3.3. Al lume di tale motivazione, dunque, i ricorrenti avrebbero dovuto riportare i passaggi della CTU rilevanti per il decidere, e non condivisi, nonchè il contenuto delle critiche sollevate, localizzandole nel fascicolo d’ufficio o in quello di parte e indicandone l’acquisizione o produzione in sede di giudizio di legittimità (sul tema, per tutte, Cass., Sez. U., Sentenza n. 34469 del 27/12/2019). Per converso, nel motivo tali indicazioni sono talvolta frammentarie e, talaltra, del tutto assenti in quanto: i) non si riportano i passi salienti della CTU, ma unicamente uno stralcio delle repliche dei consulenti d’ufficio, non sufficienti ad offrire a questa Corte contezza della lamentata laconicità e sbrigatività della perizia; peraltro, il documento è semplicemente indicato come “(cfr. “Repliche dei CTU”, a pag. 4)” (v. ricorso: p. 16, 5 cpv.), senza alcun riferimento utile alla sua localizzazione; ii) alla CTU, là dove aveva rilevato la necessità dell’esame bioptico eseguito, i ricorrenti contrappongono le osservazioni del perito di parte e, di esse, riportano ancora solo degli stralci indicandoli come “cfr. Osservazioni alla Bozza di CTU” (v. ricorso: da p. 17, penultimo cpv. a p. 18, 1 cpv.), anche in questo caso, trascurando di individuare il documento, anche indirettamente, con gli opportuni riferimenti agli atti processuali; iii) in relazione alla dedotta criticità del percorso logico motivazionale della sentenza, lamentano che la Corte di merito avrebbe omesso la valutazione e il bilanciamento tra i rischi e i benefici dell’esame eseguito, tuttavia, della questione – implicante un accertamento di fatto – non si rinviene traccia all’interno della sentenza, talchè, i ricorrenti avrebbero dovuto non solo allegare l’avvenuta deduzione della questione dinanzi al giudice di merito, ma anche indicare e localizzare in quale atto del giudizio precedente lo abbiano fatto (cfr. Cass., Sez. 6 – 5, Ordinanza n. 32804 del 13/12/2019; Sez. 2, Sentenza n. 8206 del 22/4/2016; Sez. 1, Sentenza n. 25546 del 30/11/2006); iv) infine, quanto alla possibilità di eseguire la trattografia, in luogo dell’esame bioptico, non viene trascritta (e localizzata) la CTU nella parte in cui ha escluso la presenza di indicazioni per procedere con tale tecnica, nè la ctp o altre acquisizioni istruttorie da cui emergerebbe la sua utilità e il minor rischio per il paziente.

4. Con il quarto ed ultimo motivo si denuncia “Omesso esame, ex art. 360 c.p.c., n. 5, di un fatto decisivo”. La sentenza (e l’istruttoria prima) avrebbe omesso l’adeguato esame di un punto decisivo della controversia nella misura in cui non è stato spiegato, nè dimostrato, perchè il prelevamento di materia cerebrale (mediante biopsia) a distanza anche di pochi millimetri (più a sinistra rispetto alla capsula interna) avrebbe fornito informazioni diagnostiche insufficienti.

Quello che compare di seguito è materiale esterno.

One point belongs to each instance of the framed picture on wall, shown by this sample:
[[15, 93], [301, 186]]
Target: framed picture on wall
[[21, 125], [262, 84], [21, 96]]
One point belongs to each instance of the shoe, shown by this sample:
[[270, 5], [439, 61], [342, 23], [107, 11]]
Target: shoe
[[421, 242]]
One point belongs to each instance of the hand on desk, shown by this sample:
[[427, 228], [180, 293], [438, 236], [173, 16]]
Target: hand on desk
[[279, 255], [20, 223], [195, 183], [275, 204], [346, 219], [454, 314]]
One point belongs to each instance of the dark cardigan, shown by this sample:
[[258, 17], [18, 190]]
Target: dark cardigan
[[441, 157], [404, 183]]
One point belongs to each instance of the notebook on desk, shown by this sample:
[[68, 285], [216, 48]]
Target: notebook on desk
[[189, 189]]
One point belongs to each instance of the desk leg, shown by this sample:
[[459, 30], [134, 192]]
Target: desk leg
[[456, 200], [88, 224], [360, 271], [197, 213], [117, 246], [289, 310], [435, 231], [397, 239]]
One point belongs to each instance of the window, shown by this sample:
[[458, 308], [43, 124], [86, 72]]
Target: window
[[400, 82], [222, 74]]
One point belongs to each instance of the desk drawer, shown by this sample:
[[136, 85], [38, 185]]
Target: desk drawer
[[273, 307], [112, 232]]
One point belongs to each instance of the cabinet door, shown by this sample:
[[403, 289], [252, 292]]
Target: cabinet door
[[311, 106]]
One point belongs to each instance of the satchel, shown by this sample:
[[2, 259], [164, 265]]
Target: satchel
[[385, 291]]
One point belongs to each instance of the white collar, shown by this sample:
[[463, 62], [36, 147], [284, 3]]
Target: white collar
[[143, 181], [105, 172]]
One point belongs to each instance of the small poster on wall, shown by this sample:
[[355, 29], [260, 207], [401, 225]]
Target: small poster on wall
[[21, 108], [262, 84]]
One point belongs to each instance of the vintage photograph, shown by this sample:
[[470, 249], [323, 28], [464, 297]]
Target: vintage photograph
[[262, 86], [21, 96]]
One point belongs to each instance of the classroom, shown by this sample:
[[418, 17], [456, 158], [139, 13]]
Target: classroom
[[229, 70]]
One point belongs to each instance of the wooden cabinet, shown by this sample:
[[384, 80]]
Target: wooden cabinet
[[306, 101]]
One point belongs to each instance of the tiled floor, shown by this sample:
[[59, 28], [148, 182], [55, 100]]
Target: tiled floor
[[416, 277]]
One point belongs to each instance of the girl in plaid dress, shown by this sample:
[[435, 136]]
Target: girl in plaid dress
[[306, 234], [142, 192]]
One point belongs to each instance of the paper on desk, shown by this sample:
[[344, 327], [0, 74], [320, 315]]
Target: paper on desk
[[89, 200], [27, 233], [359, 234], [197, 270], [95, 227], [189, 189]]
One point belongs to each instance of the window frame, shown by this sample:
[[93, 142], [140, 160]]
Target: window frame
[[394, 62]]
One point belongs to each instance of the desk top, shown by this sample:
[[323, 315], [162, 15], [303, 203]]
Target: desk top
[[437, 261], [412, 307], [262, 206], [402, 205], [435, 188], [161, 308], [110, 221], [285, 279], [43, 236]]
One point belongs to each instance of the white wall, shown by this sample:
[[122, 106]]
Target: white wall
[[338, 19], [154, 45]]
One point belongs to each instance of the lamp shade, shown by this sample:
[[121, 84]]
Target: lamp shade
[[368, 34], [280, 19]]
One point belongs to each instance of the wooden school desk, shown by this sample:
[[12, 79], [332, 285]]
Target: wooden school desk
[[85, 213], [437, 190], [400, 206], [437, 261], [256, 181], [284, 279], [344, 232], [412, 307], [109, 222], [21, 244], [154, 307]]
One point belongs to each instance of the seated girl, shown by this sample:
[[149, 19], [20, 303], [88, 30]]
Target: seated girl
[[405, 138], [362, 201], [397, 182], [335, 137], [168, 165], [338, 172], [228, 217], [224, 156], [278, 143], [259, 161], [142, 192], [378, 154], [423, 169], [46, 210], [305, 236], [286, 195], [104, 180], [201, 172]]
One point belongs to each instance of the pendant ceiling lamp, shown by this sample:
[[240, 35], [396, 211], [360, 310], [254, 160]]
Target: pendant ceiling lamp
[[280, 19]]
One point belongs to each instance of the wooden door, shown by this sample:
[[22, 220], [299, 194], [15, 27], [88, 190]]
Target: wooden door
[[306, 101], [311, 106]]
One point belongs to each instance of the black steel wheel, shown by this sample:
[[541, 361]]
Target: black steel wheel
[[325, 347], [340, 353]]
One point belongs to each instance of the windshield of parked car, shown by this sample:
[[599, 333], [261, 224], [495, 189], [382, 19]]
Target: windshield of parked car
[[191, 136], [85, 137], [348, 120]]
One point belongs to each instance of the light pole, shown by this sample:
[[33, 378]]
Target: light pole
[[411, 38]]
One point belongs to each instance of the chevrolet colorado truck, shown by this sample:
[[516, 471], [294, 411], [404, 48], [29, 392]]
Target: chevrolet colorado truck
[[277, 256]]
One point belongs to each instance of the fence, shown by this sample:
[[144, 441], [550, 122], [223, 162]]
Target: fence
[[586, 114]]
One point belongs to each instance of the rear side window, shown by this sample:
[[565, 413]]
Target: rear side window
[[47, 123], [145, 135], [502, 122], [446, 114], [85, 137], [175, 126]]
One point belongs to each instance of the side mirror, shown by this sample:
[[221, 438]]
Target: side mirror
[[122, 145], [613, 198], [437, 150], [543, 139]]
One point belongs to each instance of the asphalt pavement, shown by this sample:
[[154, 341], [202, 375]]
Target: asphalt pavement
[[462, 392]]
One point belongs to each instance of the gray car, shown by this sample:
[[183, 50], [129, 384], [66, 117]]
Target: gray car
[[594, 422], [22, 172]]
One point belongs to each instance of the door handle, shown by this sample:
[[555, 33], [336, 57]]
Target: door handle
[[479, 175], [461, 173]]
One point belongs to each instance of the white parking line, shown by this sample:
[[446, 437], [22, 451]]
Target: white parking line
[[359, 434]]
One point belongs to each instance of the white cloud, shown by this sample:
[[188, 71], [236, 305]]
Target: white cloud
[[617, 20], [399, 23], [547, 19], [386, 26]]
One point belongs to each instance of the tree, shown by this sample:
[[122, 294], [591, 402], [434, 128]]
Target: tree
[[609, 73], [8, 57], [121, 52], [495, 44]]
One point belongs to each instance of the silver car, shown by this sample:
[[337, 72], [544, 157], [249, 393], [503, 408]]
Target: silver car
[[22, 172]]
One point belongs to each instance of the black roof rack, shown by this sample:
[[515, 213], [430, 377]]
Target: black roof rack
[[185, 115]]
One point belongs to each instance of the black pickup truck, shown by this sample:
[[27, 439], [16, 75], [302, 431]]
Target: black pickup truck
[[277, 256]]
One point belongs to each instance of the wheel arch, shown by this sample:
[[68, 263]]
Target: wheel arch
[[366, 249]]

4.1. Anche l’ultimo motivo, al pari del secondo, ricade nella ipotesi di “doppia conforme” e, dunque, è inammissibile ex art. 348-ter c.p.c., comma 5, in assenza – nell’articolazione dello stesso – di indicazioni circa la diversità delle ragioni di fatto poste alla base delle due pronunce di merito.

4.2. Conclusivamente la Corte, rigetta il ricorso quanto al primo motivo; dichiara inammissibili i restanti motivi; pone le spese a carico dei ricorrenti soccombenti.

PQM

la Corte, rigetta il ricorso quanto al primo motivo; dichiara inammissibili i restanti motivi; pone le spese a carico dei ricorrenti soccombenti, liquidate in Euro 7.000,000, oltre Euro 200,00 per esborsi, oltre 15% di spese forfetarie e oneri di legge.

Ai sensi del D.P.R. n. 115 del 2002, art. 13 comma 1, dà atto della sussistenza dei presupposti per il versamento, da parte del ricorrente incidentale, dell’ulteriore importo a titolo di contributo unificato pari a quello dovuto per il ricorso, a norma dello stesso art. 13, comma 1- bis, se dovuto.

Così deciso in Roma, nella Camera di consiglio della Sezione Terza Civile, il 12 gennaio 2021.